Kronstadt et la radio

mis en ligne le 20 octobre 2011
Il ne suffit pas qu’une situation soit révolutionnaire, faut-il encore qu’on le sache ! C’est ainsi que, lorsque les insurgés de Kronstadt mirent à bas pendant près de trois semaines la dictature du Parti-état bolchevique, ils s’empressèrent d’adresser des messages radio à tous ceux qui pouvaient les capter en Russie ou dans le monde. Le malheur fut que ceux qui les reçurent en Russie ne furent que des postes-émetteurs militaires sous étroit contrôle des bolchevique et les messages ne purent aller plus loin ni toucher réellement la population laborieuse à laquelle ils étaient adressés. Lénine et les siens s’étaient bien rendu compte de l’importance des moyens de communication et s’en étaient accaparé le contrôle total. Aussi, la nature et les buts du mouvement de Krondstadt restèrent ignorés de presque tout le monde, sur le moment.
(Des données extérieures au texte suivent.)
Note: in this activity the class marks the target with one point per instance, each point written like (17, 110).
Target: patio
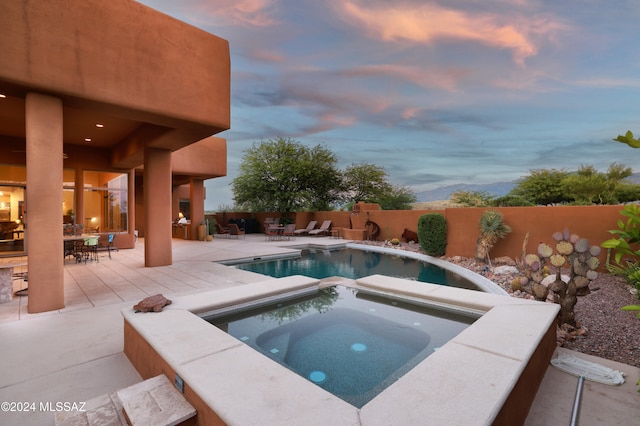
(75, 354)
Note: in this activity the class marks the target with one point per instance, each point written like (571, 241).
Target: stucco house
(108, 112)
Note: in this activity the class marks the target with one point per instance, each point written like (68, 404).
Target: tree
(283, 175)
(472, 198)
(542, 187)
(398, 198)
(492, 229)
(588, 186)
(365, 182)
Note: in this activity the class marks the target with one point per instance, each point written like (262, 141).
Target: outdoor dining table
(69, 242)
(6, 279)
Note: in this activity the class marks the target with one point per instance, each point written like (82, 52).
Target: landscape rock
(153, 303)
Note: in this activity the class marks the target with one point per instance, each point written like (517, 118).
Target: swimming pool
(351, 343)
(354, 264)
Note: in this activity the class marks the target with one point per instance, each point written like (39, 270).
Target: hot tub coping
(467, 381)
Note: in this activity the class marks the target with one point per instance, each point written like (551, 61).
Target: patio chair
(107, 244)
(221, 230)
(235, 231)
(90, 249)
(324, 229)
(289, 231)
(272, 231)
(309, 227)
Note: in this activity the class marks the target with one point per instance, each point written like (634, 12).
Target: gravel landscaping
(604, 330)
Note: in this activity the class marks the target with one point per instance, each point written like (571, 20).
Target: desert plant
(432, 234)
(570, 252)
(628, 237)
(492, 229)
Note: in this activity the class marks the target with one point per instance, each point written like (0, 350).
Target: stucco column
(43, 116)
(157, 207)
(196, 196)
(131, 206)
(79, 173)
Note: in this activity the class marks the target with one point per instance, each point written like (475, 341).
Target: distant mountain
(497, 189)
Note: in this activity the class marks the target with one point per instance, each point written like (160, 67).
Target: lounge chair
(324, 229)
(221, 230)
(289, 231)
(306, 230)
(272, 231)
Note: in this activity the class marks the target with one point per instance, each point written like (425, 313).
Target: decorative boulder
(153, 303)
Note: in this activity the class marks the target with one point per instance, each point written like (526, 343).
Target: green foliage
(628, 235)
(472, 198)
(627, 192)
(492, 229)
(628, 139)
(398, 198)
(432, 234)
(588, 186)
(283, 175)
(542, 187)
(511, 201)
(585, 187)
(365, 182)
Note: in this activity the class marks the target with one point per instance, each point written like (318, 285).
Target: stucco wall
(591, 222)
(97, 50)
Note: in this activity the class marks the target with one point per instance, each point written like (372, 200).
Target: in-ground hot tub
(487, 374)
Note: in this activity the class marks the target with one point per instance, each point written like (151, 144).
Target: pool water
(354, 264)
(350, 343)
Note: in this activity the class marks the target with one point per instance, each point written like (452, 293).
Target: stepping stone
(104, 410)
(155, 402)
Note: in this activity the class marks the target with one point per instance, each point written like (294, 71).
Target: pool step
(154, 402)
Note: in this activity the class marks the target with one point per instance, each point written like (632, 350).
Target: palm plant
(492, 229)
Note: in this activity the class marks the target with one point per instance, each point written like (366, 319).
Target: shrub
(432, 234)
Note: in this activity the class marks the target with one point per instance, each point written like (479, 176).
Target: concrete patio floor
(76, 353)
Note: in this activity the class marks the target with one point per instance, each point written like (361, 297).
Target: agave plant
(492, 229)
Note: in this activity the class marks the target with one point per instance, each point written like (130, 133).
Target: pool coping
(469, 380)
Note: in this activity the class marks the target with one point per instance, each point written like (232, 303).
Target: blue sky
(436, 92)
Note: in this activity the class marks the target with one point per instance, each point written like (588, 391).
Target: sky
(436, 92)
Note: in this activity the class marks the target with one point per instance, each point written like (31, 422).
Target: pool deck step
(154, 402)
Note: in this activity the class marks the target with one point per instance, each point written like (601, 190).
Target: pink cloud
(256, 13)
(430, 23)
(444, 79)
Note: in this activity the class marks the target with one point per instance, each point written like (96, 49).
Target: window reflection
(105, 202)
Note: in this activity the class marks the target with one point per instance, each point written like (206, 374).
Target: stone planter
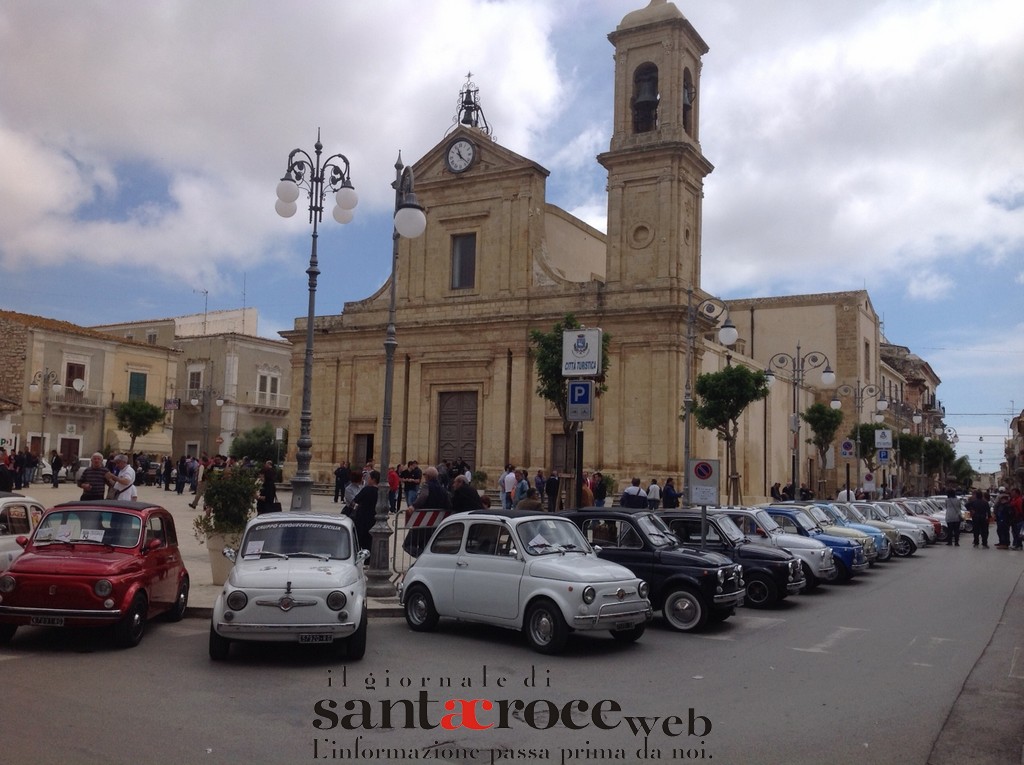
(220, 567)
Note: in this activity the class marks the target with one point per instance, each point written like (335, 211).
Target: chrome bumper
(605, 620)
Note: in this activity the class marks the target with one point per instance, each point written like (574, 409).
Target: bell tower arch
(655, 167)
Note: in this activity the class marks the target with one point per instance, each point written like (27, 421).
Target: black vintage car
(770, 575)
(689, 587)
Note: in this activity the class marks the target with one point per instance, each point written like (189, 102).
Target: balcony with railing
(264, 402)
(68, 398)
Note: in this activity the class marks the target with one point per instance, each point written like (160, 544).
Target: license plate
(47, 622)
(315, 638)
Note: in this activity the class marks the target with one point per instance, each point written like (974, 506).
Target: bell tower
(655, 168)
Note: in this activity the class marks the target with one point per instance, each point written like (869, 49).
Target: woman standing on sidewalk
(952, 516)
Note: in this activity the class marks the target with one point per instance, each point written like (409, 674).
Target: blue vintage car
(836, 516)
(849, 554)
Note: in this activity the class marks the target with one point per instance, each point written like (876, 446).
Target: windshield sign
(89, 526)
(546, 536)
(297, 539)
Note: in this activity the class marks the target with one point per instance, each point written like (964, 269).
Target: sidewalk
(203, 592)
Quelques insurgés prirent sur eux d’aller porter la résolution prise au début de l’insurrection – constituant son programme – sur le continent. Presque tous furent interceptés par la Tchéka et fusillés scéance tenante. Lénine avait une peur bleue que la population sache la vérité sur les Kronstadiens, car tout son édifice bâti sur le sable du mensonge permanent se serait écroulé immédiatement. Les insurgés privilégièrent malgré tout l’information directe, par radio, par téléphone (même problème de censure) ou par tracts et proclamations distribués aux assaillants ; ils pensaient que ceux-ci, une fois au courant de leurs véritables objectifs, refuseraient tout net de marcher contre eux. Ce calcul fut en partie exact, en partie seulement car les bolcheviques surent emmener à l’assaut des troupes asiatiques ne parlant même pas le russe et des troupes tchékistes et autres sbires du parti qui, eux, ne parlaient que la langue de bois de leur catéchisme léniniste. La démarche des Kronstadiens leur était dictée par leur choix stratégique : ils ne voulaient pas prendre l’initiative des combats, estimés fratricides, et également ne pas se substituer à la volonté des masses en se conduisant comme un détachement offensif. Ils misaient sur la discussion et la libre confrontation des idées. C’était tout à fait juste du point de vue révolutionnaire, passif sur le plan militaire où la meilleur défense est souvent l’attaque.